The plan was not imposed from Security Pacific headquarters in Los Angeles. It was initiated in Seattle in response to inquiries from local customers.

If Savage accomplishes what he wants to, he said the bank in 1995 will still be in the same basic business but with new products and services. And basic products will be offered in new ways.

``I see us becoming far more consumer friendly,'' he said.

``One of the major changes will be hours,'' Savage said. ``We need to be open when people are able to do business with us.'' Last week, Security Pacific announced that a majority of its Washington branches will be open Saturdays from 9 a.m. to 4 p.m., three hours longer than those of other banks with Saturday service.

Savage's goals go beyond serving customers.

``We will grow in leadership in the communities we serve,'' he said, not just in business volume but ``in how we interact with those communities.''

Example: Art galleries - at least one. The bank has long harbored an extensive art collection in its Rainier Square headquarters building. Next month, the Security Pacific Gallery will open at Second Avenue and Seneca Street - a block from the site for the new Seattle Art Museum.

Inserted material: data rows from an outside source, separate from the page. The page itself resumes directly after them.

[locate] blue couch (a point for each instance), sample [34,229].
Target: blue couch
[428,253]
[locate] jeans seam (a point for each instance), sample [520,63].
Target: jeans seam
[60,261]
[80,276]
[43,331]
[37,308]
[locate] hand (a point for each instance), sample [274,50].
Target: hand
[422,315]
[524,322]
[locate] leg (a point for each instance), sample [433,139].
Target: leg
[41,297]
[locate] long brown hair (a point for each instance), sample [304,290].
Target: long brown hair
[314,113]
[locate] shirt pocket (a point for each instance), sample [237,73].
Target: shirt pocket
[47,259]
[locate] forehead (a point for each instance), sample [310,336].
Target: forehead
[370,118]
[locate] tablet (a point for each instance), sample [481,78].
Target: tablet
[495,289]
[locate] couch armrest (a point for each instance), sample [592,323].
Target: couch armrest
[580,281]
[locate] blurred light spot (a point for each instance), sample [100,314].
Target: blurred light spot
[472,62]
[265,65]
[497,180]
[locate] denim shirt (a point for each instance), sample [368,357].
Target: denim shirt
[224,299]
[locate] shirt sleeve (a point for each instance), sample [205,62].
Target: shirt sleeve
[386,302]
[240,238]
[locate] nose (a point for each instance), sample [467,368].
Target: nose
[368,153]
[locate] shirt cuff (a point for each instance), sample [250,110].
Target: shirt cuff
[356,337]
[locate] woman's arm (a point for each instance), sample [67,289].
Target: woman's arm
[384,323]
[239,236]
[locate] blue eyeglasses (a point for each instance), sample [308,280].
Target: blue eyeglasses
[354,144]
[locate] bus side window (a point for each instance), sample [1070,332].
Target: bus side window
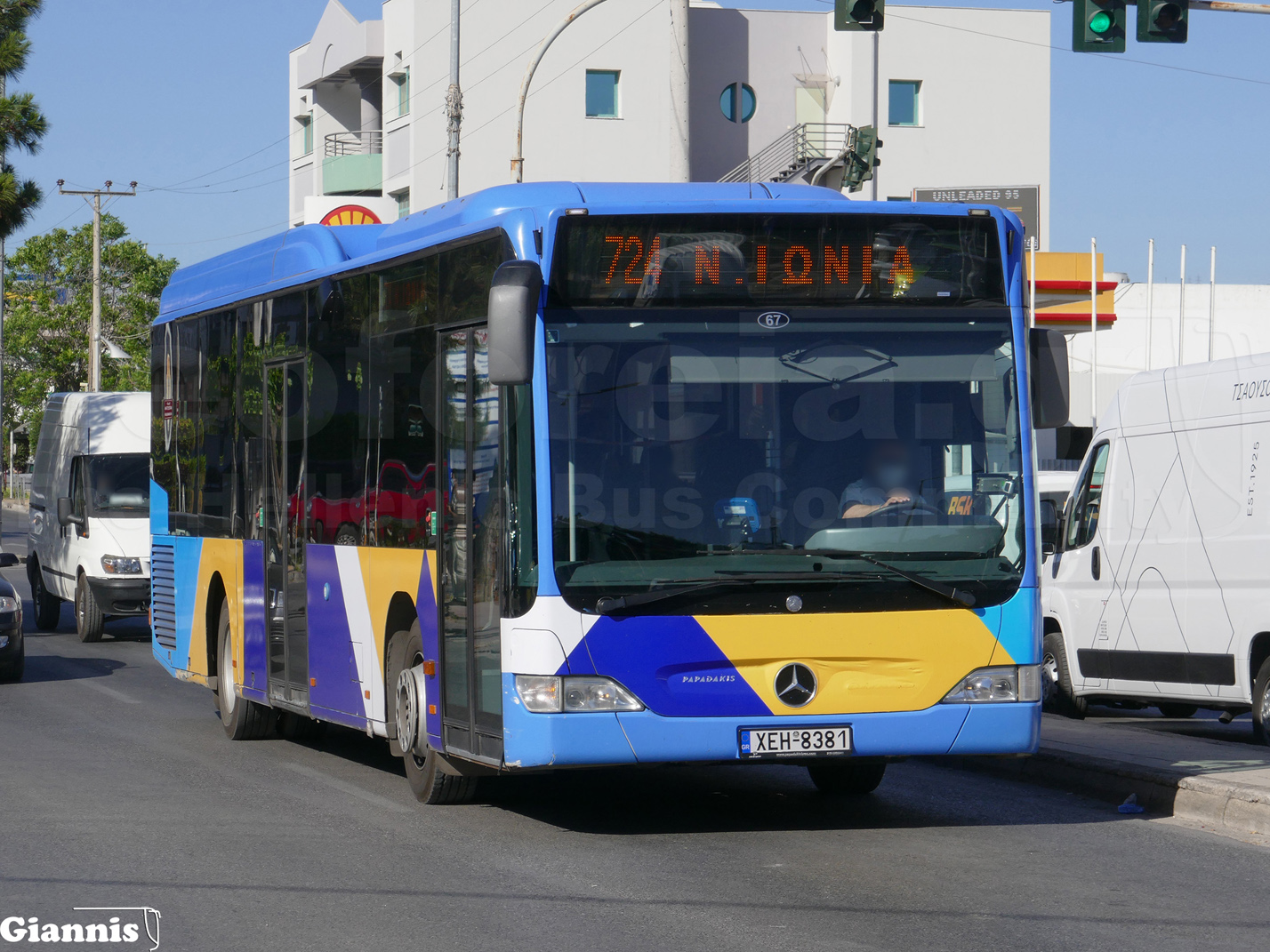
[1083,522]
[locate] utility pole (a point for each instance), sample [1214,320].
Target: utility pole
[94,338]
[454,104]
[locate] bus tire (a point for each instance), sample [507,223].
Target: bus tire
[242,718]
[1056,676]
[430,782]
[848,777]
[48,607]
[89,621]
[1261,703]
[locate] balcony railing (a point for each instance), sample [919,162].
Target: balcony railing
[806,144]
[367,142]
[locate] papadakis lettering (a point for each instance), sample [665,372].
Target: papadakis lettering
[1251,390]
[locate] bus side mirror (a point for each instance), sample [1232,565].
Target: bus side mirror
[513,310]
[1049,379]
[1048,527]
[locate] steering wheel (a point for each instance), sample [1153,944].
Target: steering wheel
[911,506]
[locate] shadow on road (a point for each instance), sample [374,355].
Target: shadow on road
[46,668]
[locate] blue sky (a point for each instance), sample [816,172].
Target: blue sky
[1143,145]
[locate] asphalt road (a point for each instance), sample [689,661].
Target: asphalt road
[118,788]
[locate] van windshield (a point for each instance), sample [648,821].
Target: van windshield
[119,484]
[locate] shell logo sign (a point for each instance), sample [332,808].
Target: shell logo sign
[350,215]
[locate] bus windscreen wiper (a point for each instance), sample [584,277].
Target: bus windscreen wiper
[939,588]
[613,604]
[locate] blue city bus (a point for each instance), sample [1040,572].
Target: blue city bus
[568,475]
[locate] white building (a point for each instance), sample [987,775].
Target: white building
[626,92]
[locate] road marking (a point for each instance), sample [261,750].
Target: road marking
[109,692]
[350,788]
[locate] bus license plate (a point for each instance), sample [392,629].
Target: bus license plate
[794,741]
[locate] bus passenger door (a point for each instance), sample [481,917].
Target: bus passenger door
[470,551]
[284,533]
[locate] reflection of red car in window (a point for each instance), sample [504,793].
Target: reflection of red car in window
[395,510]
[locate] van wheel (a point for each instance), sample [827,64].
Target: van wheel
[851,779]
[242,718]
[89,621]
[17,667]
[427,776]
[1261,703]
[48,607]
[1056,681]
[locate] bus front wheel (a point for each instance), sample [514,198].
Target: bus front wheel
[427,774]
[1056,676]
[242,718]
[848,777]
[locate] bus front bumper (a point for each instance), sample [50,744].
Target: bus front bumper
[537,740]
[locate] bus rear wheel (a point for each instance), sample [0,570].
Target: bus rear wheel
[846,777]
[427,774]
[242,718]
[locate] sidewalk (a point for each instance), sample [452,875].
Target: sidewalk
[1218,783]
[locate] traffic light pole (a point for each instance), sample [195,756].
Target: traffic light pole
[94,338]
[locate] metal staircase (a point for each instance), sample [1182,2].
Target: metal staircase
[799,155]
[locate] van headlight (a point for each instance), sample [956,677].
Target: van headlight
[573,694]
[993,685]
[121,565]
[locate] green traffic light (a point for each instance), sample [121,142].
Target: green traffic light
[1100,21]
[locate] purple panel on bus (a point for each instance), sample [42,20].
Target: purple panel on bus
[330,644]
[255,649]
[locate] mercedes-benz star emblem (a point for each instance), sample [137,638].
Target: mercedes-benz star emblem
[795,684]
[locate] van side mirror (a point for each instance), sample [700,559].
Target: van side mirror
[513,313]
[66,513]
[1048,527]
[1050,386]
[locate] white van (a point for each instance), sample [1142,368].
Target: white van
[1159,592]
[89,540]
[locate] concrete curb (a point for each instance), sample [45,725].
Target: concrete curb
[1212,800]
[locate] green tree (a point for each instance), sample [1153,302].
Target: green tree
[21,124]
[48,296]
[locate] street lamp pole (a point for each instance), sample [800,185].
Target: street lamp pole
[94,339]
[518,159]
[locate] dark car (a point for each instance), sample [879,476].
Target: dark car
[12,650]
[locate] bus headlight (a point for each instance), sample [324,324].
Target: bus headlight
[573,694]
[997,684]
[121,565]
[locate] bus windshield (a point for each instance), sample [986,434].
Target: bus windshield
[733,459]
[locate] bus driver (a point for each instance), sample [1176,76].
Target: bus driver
[888,474]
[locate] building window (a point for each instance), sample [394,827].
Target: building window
[602,94]
[738,103]
[905,103]
[306,133]
[403,84]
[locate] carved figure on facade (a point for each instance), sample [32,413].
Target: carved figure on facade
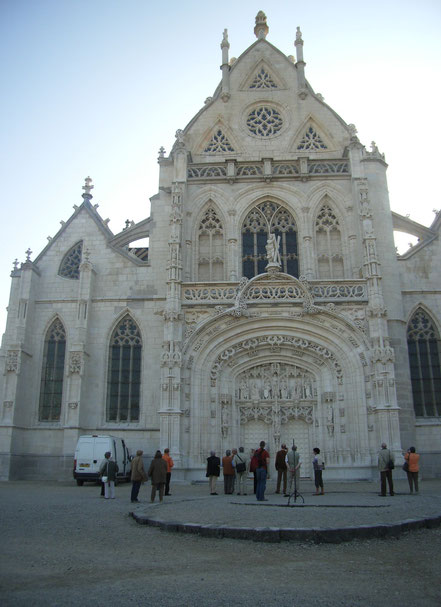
[76,362]
[13,359]
[272,250]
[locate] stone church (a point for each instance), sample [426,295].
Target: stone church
[270,303]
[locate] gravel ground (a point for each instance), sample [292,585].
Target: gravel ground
[64,545]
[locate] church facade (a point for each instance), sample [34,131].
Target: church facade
[270,303]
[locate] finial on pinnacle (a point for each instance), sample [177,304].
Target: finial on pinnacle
[261,28]
[225,39]
[87,187]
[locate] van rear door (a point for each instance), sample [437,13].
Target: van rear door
[84,455]
[101,445]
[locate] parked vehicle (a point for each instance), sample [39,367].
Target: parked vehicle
[89,454]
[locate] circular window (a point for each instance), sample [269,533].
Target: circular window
[264,121]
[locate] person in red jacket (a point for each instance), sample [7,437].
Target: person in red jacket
[170,465]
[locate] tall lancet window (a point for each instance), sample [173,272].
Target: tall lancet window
[264,219]
[211,247]
[328,243]
[423,344]
[51,385]
[124,377]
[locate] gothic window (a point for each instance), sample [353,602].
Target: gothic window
[266,218]
[70,265]
[263,81]
[264,121]
[211,247]
[328,243]
[311,141]
[423,344]
[124,376]
[219,143]
[51,385]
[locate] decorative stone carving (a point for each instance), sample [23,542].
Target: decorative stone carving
[13,361]
[76,362]
[275,382]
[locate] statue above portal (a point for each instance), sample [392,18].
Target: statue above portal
[272,250]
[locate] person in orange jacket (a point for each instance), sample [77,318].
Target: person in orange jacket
[170,465]
[412,458]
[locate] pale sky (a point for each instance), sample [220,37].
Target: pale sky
[96,87]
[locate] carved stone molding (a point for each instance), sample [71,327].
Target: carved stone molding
[76,363]
[277,340]
[13,361]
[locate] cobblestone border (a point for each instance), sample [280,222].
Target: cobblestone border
[276,534]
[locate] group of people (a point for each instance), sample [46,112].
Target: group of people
[236,465]
[386,463]
[159,472]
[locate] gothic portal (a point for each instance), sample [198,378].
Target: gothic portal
[269,303]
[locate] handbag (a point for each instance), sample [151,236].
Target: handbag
[241,466]
[406,464]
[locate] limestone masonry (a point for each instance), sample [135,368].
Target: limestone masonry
[270,303]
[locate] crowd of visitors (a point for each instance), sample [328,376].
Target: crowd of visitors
[237,468]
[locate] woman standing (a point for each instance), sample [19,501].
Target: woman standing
[108,470]
[412,458]
[158,473]
[318,468]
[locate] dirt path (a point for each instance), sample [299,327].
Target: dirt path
[64,545]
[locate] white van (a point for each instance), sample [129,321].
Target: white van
[89,454]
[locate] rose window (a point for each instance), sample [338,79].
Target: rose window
[264,122]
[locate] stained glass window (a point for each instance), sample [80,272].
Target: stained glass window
[51,385]
[423,346]
[124,372]
[266,218]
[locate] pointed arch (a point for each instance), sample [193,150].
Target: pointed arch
[328,241]
[70,264]
[311,136]
[210,245]
[218,139]
[52,372]
[124,372]
[268,217]
[424,349]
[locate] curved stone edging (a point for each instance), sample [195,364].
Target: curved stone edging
[277,534]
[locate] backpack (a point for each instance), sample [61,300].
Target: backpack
[260,458]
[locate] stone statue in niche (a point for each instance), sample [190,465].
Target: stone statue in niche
[272,250]
[308,389]
[284,390]
[244,391]
[254,391]
[267,390]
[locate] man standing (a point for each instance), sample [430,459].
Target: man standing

Example: Community reinvestment.

``As our profits grow, we want to increase what we give back'' to the communities, Savage said. That means not just giving money ``but also in how our people spend their time.

``There are a lot of people in this company who give a lot of their time to their communities, and this is a very important aspect of their lives. This is an example of the kind of leadership that I want to bring,'' Savage said.

Savage has personally been involved in a wide range of civic and professional organizations. He is on the boards of the Seattle Repertory Theatre, the Seattle Art Museum, Chief Seattle Council of the Boy Scouts and the Bush School.

Savage - and people who remember him from when he joined the bank 18 years ago - had little inkling that he would have such a future.

Fresh out of graduate school, Savage had applied for jobs at Bank of America and three national brokerage houses.

When a family friend told Savage of the municipal-bond-trader's job at National Bank of Commerce in Seattle, he jumped at the chance to work in his home town.

An acquaintance who remembers his move to the bank said Savage was known as ``bright, and a neat, conservative dresser . . . but I never would have guessed that he would go so far.''

``What attracted me was not the bank, but the opportunity to get into bonds,'' Savage said.

After a few years in the bank's investment department, Savage said he decided to get into ``the mainstream of what banks really do'' - corporate lending. Savage became an account officer, making loans to various customers, including Boeing.

He later started the bank's public-finance group, now a separate subsidiary that underwrites municipal bonds, and later was in charge of the bank's asset-liability management department.

``I got to watch him as he moved up from one position to another,'' said Rice. ``He always did it with concern for other people.''

Savage's succession up the corporate ladder brought a series of titles: assistant vice president in 1975, vice president and regional manager of the national banking group in 1977, senior vice president and manager of commercial banking in 1983, and executive vice president and head of the treasury and capital markets division in 1986.

A year later, he was put in charge of merchant banking, and he was named vice chairman of the bank in 1988. He also holds the titles of president of Security Pacific Bancorp. Northwest and is chairman of Security Pacific Bank Oregon.

Savage's success suggests an interesting question: When you're 45 years old and the company president, where do you go from there?

``That's a good question, and I probably don't have a good answer for you,'' Savage said. ``There is plenty of challenge right here.''

Profile appears weekly in the Business Monday section of The Seattle Times.